Mon cœur bat à tout rompre. Mon t-shirt colle déjà sous mes aisselles. Mon Dieu. Heureusement que j'ai pris une veste pour camoufler tout ça.

Il me fait la bise et l'angoisse qui m'habite se demande comment je vais tenir toute la durée du rendez-vous.

—Désolé pour l'attente, mon père a insisté pour que j'envoie un mail pour lui juste avant que je parte, du coup j'ai loupé le bus.

—T'inquiète, c'était pas long.

—Ouf, on y va ?

Je hoche la tête et lorsqu'il commence à marcher en direction du Plan d'eau, je lui emboîte le pas.

—Je te montrerai là où je m'entraîne. On passera devant le club, me dit-il en descendant les escaliers menant au lac.

—Je pense savoir où c'est. J'ai fait du kayak une année pendant les animations estivales. J'étais vraiment nulle.

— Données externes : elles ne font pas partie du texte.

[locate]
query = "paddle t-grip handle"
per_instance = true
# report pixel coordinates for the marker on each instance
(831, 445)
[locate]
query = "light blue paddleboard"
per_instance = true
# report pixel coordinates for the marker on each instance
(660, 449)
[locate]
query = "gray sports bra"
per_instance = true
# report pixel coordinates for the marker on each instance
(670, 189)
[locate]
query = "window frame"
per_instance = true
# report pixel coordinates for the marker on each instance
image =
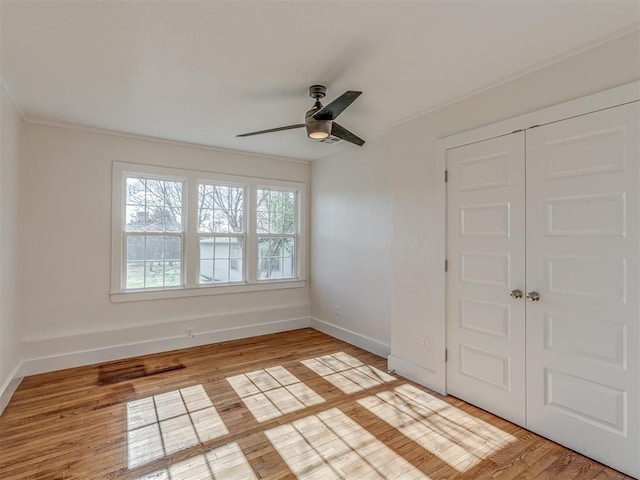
(190, 264)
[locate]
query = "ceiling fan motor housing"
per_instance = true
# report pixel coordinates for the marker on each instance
(316, 129)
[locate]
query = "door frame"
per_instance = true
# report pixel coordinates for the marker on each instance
(581, 106)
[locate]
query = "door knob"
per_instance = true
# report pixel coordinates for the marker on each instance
(533, 296)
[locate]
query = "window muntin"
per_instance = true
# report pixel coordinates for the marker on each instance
(276, 212)
(153, 233)
(221, 233)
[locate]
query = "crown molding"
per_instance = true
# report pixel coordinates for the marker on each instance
(148, 138)
(623, 32)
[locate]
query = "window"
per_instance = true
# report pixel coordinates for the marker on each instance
(182, 233)
(154, 233)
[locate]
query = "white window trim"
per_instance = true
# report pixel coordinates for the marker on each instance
(190, 287)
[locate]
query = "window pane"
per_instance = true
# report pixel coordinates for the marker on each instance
(153, 261)
(220, 209)
(153, 205)
(135, 191)
(276, 257)
(221, 259)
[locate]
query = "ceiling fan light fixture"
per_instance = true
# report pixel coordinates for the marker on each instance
(318, 129)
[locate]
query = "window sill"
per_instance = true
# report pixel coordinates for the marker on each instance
(138, 295)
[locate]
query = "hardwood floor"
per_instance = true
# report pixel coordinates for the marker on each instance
(292, 405)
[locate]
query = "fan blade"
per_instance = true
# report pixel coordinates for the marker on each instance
(335, 108)
(339, 131)
(279, 129)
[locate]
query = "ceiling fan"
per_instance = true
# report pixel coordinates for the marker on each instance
(320, 120)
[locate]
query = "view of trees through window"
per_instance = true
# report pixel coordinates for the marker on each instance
(275, 224)
(221, 233)
(155, 235)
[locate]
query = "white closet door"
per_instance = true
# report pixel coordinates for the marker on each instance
(582, 258)
(485, 326)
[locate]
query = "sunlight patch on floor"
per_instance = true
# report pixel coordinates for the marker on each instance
(346, 372)
(456, 437)
(331, 445)
(226, 463)
(273, 392)
(167, 423)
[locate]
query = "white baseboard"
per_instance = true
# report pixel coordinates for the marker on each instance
(366, 343)
(415, 372)
(9, 387)
(47, 355)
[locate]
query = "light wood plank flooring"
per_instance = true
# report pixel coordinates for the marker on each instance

—Le kayak, c'est pas exactement pareil. Mais je pourrais te donner des cours d'aviron un jour, si tu veux.

—Pourquoi pas !

J'ai l'air super enthousiaste mais à l'intérieur, je me décompose. Qu'est-ce qui m'a pris de dire « pourquoi pas » ? Parce que ce que je n'ai pas dit à propos de mon expérience avec le kayak, c'est que c'était tellement horrible que j'ai arrêté au bout de deux jours. Je suis tombée dans l'eau et j'ai été traumatisée. Plus jamais je ne veux revivre ça.